De aanwijzing als bedoeld in artikel 3, eerste lid, wordt meegedeeld aan degenen die als zakelijk gerechtigden in de kadastrale legger bekend staan.

Artikel 7 Registratie op de gemeentelijke monumentenlijst

  • 1. Het college registreert het gemeentelijke monument op de gemeentelijke monumentenlijst .

  • 2. De gemeentelijke monumentenlijst bevat de plaatselijke aanduiding, de datum van de aanwijzing, de kadastrale aanduidingen een beschrijving van het gemeentelijke monument.

Artikel 8 Wijzigen van de aanwijzing

  • 1. Het college kan de aanwijzing al dan niet op aanvraag van een belanghebbende wijzigen.

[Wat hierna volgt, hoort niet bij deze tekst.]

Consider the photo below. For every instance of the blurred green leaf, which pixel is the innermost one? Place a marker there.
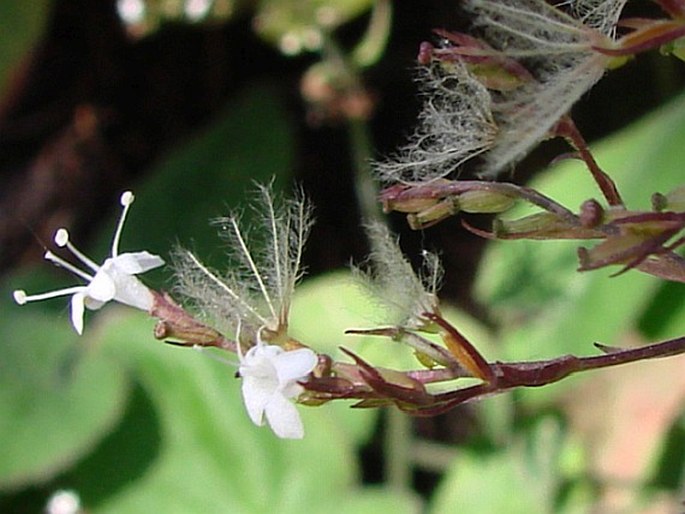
(23, 24)
(58, 395)
(547, 308)
(208, 176)
(295, 26)
(212, 458)
(525, 477)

  • 2. Artikel 3, tweede tot en met vijfde lid, alsmede artikel 4, 5 en 6 zijn van overeenkomstige toepassing op het wijzigingsbesluit.

  • 3. Indien de wijziging naar het oordeel van het college van ondergeschikte betekenis is, blijft overeenkomstige toepassing, als bedoeld in lid 2, achterwege.

  • 4. De inhoud en de datum van de wijziging worden op de gemeentelijke monumentenlijst aangetekend.

Artikel 9 Intrekken van de aanwijzing

  • 1. Het college kan de aanwijzing intrekken.

  • 2. Indien het college de aanwijzing intrekt, zijn artikel 3, tweede, vierde en vijfde lid, en artikel 4 van overeenkomstige toepassing.

  • 3. De aanwijzing wordt geacht ingetrokken te zijn, indien toepassing wordt gegeven aan artikel 3 van de Monumentenwet 1988 of aan de monumentenverordening van de provincie Overijssel.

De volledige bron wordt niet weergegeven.